Neither system has a lock on good vs bad. In any situation, staffing ratios must be appropriate to patient care needs. 6 patients to 1 nurse is too many, even with LPNs and CNAs. In a primary nursing situation caring for heavily dependent patients, I think 3 would be the max.

Specializes in Critical Care.

I believe that what is actually being described is total care nursing rather than primary care. I currently work for a facility that does total care and although I believe in the model, it is not working for us right now.

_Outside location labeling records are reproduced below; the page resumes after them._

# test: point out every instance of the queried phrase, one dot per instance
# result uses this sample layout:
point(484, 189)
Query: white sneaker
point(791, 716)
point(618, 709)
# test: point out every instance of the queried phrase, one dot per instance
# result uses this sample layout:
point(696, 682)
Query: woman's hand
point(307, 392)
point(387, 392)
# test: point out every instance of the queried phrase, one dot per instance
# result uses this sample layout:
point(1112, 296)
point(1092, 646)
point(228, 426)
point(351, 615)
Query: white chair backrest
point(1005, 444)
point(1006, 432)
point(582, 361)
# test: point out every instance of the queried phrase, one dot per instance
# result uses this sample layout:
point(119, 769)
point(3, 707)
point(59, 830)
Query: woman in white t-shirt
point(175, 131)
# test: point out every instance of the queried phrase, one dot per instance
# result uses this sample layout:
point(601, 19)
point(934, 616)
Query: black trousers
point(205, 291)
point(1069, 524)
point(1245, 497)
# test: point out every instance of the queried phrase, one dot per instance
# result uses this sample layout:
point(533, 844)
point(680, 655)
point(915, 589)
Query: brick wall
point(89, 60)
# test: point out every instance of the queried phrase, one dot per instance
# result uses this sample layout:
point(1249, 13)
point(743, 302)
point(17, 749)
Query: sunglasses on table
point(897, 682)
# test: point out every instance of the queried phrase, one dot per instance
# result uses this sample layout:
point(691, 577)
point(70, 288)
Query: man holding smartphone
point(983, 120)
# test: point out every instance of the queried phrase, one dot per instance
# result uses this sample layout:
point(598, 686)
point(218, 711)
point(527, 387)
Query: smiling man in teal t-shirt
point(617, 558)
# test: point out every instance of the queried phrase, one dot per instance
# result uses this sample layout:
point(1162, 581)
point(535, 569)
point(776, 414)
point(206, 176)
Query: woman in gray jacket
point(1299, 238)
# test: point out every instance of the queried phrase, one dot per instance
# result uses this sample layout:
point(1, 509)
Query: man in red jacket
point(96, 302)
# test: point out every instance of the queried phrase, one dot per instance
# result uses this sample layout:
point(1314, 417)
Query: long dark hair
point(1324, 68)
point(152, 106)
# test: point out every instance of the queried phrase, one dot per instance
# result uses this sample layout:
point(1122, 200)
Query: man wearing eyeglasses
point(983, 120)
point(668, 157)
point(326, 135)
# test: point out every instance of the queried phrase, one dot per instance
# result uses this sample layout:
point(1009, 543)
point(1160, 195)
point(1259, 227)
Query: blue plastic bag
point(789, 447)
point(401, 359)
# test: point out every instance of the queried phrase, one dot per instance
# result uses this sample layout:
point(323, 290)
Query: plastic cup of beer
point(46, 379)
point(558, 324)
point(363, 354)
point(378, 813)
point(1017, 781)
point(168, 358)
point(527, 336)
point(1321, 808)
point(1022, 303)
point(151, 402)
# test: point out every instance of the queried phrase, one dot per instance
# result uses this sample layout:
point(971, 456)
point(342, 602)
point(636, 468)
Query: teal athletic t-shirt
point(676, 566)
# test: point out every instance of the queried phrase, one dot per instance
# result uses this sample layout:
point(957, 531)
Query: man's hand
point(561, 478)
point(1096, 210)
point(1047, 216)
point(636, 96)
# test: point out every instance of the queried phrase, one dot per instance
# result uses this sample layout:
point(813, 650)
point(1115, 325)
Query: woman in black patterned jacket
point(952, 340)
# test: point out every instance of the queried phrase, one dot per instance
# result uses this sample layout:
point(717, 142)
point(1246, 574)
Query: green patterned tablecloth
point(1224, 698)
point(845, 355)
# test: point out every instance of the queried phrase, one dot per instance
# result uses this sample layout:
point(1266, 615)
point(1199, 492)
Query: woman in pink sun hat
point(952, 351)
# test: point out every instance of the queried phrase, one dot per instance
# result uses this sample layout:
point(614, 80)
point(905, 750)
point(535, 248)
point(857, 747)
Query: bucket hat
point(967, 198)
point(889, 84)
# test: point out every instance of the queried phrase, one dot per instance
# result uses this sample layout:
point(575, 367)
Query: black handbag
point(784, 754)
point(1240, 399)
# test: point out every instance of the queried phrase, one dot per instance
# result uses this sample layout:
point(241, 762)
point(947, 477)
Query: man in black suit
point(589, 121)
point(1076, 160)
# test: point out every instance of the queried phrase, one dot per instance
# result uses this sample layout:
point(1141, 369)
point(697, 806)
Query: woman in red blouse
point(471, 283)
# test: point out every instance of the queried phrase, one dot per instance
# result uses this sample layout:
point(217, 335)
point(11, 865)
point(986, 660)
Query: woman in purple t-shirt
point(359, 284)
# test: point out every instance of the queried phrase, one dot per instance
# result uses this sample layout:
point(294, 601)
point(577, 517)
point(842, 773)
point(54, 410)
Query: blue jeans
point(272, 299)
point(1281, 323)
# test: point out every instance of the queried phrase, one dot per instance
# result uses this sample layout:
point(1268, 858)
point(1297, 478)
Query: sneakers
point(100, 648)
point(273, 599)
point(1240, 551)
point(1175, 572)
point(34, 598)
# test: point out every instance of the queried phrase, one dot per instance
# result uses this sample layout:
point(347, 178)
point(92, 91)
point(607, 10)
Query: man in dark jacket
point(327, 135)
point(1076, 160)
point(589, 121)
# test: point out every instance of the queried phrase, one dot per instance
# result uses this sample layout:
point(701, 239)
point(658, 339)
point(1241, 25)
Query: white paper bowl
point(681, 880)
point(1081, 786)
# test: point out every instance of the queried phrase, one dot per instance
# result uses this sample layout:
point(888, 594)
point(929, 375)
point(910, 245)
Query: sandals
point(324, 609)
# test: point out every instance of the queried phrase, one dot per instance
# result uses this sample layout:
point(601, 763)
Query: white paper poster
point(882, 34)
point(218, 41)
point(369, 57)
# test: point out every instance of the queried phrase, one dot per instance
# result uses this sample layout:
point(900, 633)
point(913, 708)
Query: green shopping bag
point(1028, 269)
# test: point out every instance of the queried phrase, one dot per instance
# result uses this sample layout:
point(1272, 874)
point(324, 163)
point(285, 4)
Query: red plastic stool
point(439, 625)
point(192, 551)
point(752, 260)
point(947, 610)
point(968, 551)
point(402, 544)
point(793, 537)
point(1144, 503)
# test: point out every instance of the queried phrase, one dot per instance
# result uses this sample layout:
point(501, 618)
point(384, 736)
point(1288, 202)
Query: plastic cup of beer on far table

We have no aides on our unit. We take 24 patients with each RN or LPN responsible for 3-4 patients on dayshift and the charge taking no pts. I find that 3 is generally quite managable, but on a 7 a - 7p shift, with 4 pts I generally am scrambling to get a break by 1:30 and feel lucky to squeeze in a 15 min. break later in the shift. We recently went to computerized charting which seems to take up more time. We do have transport services, so thankfully I am not pushing my own pt to radiology or to the lobby at d/c. Housekeeping tends to be marginal. If my pt is in isolation, as many on our unit are, I can count on the room not being cleaned every day. I empty garbage in all of my rooms at least once or twice a day. We also have a huge storage issue on the ward as dialysis takes up a ton of space so I often am running to the other end of the unit just to get a 2x2.

I do like that I get a full picture of the pt. Unfortunately, sometimes I don't get to see that picture until late because I am constantly playing catch up.

I agree with an earlier poster that if the work is being divided b/t 2 RNs you might as well do all care for each of your 5 pts and have the CNA assist with all 10 as far as baths, toileting, etc.